The next day arrived, and so did we all at the Brisbane Tattersalls Hotel. With nearly 200 people from the business community, it was the perfect setting to show how gifted people with Asperger's were. Tony Attwood presented the first speech, which was then followed by Amy from the Southern Suburbs Asperger’s Support Group. A representative from MP Bill Shorten's office also appeared, which was follow by a short video on my success at RocKwiz.

The adrenalin was rushing, as it was my chance to show what us aspies were made of. I noted the perception how an aspie would easily meltdown, with all the lights, noise and excitement of such a television show, and how opinion was totally changed around that night, when an aspie was given the chance. I noted how my team and I became victorious, and how enjoyable the night turned out to be. I also spoke on how important it was for aspies and employers to communicate.

It was time for some beautiful lunch, in which the first bight was deliciously scrumptious. It tasted like fish, with hollandaise source, but something seemed different. It was a taste I never had before in my life. Upon asking one of the other guests, they noted that it was chicken. Unbelievable, I actually liked the taste of chicken. When considering my food allergy, I had to give it a miss, as getting sick was the last thing anyone wanted.

But the next thing of utter resistible temptation was the steamed date pudding.......

This seemed to have fixed any remaining nerves I had left over from the speech. With the lunch over, it was then a site seeing trip with Amy's friends, and a look around the city of Brisbane. The taste buds were watering again, so this time it was time to go italiano. Meeting up with cousins that I hadn't seen for years was a real thrill. We went to Tomato Joe's for a beautifully cooked pizza, and some pasta with Salmon.

Saturday arrived, and it was more steamy Queensland weather. We were off to the Holiday Inn, to present the second day of Asperger's Services Australia's seminars. Various people with the syndrome presented their speeches, as I did my last talk in the after noon. This time I spoke more about the experiences of growing up, and the amount of bullying I received as a teenager. I mainly focused on, how many people with the syndrome get a raw deal in life, but more importantly it was your attitude that made the difference.

Stephanie and the rest of us had some problems with the security, when exiting the car-park to get to the air-port. We arrived very late, and well, we only had fifteen minutes to get aboard. We managed to get the last few seats on the plane; however, it wasn't before one of the flight attendants got their knickers in a knot. They apparently noted, because I was vision impaired, I could not sit on the door seat. This issue came up, just as my friends and I were about three meters away from boarding the plain. Thanks to some finger flicking, we all got on without any more issues.

Our flight was an early evening trip. With having an easterly view, looking out the aircraft's left side, they were some spectacular cloud formations. The one below resembled Mt. Everest, and when flying directly above it, it was a real experience and a half.

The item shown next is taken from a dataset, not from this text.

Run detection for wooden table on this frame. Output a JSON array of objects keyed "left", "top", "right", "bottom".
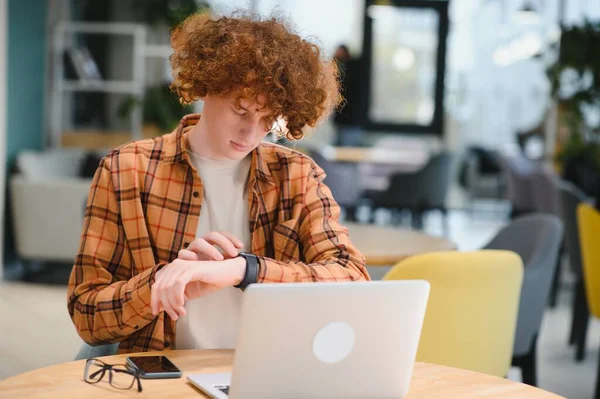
[
  {"left": 0, "top": 350, "right": 559, "bottom": 399},
  {"left": 345, "top": 223, "right": 456, "bottom": 267}
]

The trip went fast, and before we knew it, it was a 7:00 touch-down in Sydney. Again, it was just one of those views that you only get at an air-port, a sunset of such deep yellows and oranges. Unfortunately the camera doesn't do it any justice.

Thursday, February 19, 2009

Bags are packed, ready to go!


Well, the excitement is in the air, and my bags are all packed tonight for going to Brisbane tomorrow. I've been invited by Asperger's Services Australia to do some speeches on my condition, how it effects me, and how it can benefit potential employers.

The idea of going in a plane again already has the adrenalin flowing, I absolutely love flying, and the prospect of presenting my story in front of a few hundred business people is quite a thrill. There must be at least one person there willing to give me a job.

How it all will pan out though is just the matter of taking it all one minute at a time. I'm also looking forward to seeing some of my cousins, who live up there; I haven't seen them for years.